The Australian Competition and Consumer Commission (ACCC) has granted interim authorisation allowing Virgin Australia (VA, Brisbane International) and Qatar Airways (QR, Doha Hamad International) to start marketing and selling an additional 28 weekly scheduled return flights between Doha and Brisbane, Melbourne Tullamarine, Perth International, and Sydney Kingsford Smith over and above what Qatar Airways already operates.
Virgin Australia intends to start flying its new Australia-Doha services from Sydney, Melbourne, and Brisbane in June 2025 using aircraft wet leased from Qatar Airways, with Perth services to follow in November. The wet leases are part of a broader proposed relationship that will see Qatar take a 25% stake in Virgin Australia.

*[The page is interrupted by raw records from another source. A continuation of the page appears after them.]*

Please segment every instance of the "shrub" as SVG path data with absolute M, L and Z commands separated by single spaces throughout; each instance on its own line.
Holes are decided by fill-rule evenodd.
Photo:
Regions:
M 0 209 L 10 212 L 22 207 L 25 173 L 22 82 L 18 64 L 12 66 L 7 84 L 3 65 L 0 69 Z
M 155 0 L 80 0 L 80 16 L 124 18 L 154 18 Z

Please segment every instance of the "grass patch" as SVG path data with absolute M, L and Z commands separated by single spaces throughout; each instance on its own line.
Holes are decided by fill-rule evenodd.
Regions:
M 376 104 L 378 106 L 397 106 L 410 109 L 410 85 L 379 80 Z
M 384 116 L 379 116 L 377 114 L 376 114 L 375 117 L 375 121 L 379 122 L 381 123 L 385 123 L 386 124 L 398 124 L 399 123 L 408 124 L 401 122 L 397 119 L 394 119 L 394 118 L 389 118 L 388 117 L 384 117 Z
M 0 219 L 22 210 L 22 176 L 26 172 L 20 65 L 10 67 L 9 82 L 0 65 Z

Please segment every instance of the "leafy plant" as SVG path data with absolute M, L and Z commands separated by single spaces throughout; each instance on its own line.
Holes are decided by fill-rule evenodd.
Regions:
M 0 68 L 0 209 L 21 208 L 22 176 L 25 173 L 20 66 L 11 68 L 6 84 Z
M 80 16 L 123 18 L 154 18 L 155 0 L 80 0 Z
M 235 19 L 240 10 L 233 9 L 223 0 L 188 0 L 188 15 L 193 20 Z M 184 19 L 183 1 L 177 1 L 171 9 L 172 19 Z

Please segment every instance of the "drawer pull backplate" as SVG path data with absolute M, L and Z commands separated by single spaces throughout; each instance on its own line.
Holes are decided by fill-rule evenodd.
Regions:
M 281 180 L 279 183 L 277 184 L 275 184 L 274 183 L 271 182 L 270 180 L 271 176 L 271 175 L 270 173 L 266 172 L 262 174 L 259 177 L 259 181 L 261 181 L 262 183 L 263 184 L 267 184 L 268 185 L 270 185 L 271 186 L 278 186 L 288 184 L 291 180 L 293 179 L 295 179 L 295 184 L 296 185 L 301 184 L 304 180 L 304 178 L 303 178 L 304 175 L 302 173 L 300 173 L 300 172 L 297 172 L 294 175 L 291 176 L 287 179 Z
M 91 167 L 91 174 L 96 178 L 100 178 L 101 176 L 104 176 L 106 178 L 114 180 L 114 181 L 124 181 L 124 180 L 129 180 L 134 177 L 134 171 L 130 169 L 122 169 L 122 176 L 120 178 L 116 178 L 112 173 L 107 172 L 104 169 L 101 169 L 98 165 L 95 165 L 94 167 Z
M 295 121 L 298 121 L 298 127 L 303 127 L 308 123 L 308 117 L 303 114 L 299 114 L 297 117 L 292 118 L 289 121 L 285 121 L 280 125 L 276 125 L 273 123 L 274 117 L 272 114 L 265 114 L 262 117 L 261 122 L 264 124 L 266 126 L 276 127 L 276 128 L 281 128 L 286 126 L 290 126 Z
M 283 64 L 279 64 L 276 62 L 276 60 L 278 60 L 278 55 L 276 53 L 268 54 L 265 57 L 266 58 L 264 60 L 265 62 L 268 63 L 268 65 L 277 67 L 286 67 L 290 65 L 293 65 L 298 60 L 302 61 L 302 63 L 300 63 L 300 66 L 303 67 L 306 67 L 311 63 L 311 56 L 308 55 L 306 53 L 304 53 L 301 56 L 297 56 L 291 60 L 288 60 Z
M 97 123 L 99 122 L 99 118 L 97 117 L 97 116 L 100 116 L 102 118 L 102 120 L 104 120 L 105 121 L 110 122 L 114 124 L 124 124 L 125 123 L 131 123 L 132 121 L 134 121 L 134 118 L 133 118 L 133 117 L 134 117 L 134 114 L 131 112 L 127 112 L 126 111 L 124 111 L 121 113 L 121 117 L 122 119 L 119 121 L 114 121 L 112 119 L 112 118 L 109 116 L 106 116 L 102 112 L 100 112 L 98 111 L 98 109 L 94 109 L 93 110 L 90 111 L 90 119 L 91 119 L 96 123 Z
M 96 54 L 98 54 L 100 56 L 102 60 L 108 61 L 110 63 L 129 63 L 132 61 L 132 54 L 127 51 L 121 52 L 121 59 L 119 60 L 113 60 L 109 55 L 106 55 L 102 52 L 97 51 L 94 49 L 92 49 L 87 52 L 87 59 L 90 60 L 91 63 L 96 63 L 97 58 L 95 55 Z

Qatar Airways is currently operating the maximum number of weekly flights allowed to Australia under the existing bilateral air services agreement. Virgin already codeshares on these flights and other Qatar services beyond Doha. A bid by Qatar Airways to secure additional flights to Australia last year was unsuccessful, and the current proposal is viewed as a tidy sidestep to these obstacles.
"The ACCC’s interim authorisation is a significant milestone that reflects the strong consumer and broader public benefits of the integrated alliance," said Virgin Australia's chief strategy and transformation officer, Alistair Hartley.
”We consider that granting interim authorisation now will allow Qatar Airways and Virgin Australia the lead time to undertake the necessary planning discussions, marketing, selling and system alignment in preparation for Virgin Australia to commence flying the new services by June 2025,” said the commission's deputy chair, Michael Keogh, when announcing the interim approval on November 29.
"We are pleased to be helping Virgin Australia launch these new services to Qatar and creating further business opportunities for our travel trade partners," said Qatar Airways' chief commercial officer Thierry Antinori. "We will continue working closely with Virgin Australia to progress the remaining regulatory approvals."
A public consultation process resulted in 27 submissions. The partnership was broadly supported by the travel industry and airports, which welcomed the prospect of the additional capacity, while aviation labour groups raised concerns about 100% Qatari crews operating what would be Virgin Australia flights.
"The proposed acquisition and wet lease raise significant concerns about the fairness of competition, the integrity of Australia's bilateral air services agreements, and the broader implications for the Australian aviation workforce and industry," says the submission from the Australian and International Pilots Association.
"Our view is that this investment and the proposed wet leasing of Qatar Airways aircraft to enable Virgin Australia to recommence long-haul international flying will have a positive impact through increased competition and flight capacity which will put downward pressure on airfares," a submission from the Council of Australian Tour Operators says.
“We are carefully considering the concerns that interested parties have raised, particularly around the wet-lease arrangements and the impact of the proposed exclusivity arrangements between Virgin Australia and Qatar Airways," said Keogh.
The ACCC says the new services will be offered subject to final regulatory approval. However, its interim authorisation usually results in a final authorisation, which would be valid for five years. Qatar's proposed investment in Virgin also remains subject to approval from Australia's Foreign Investment Review Board.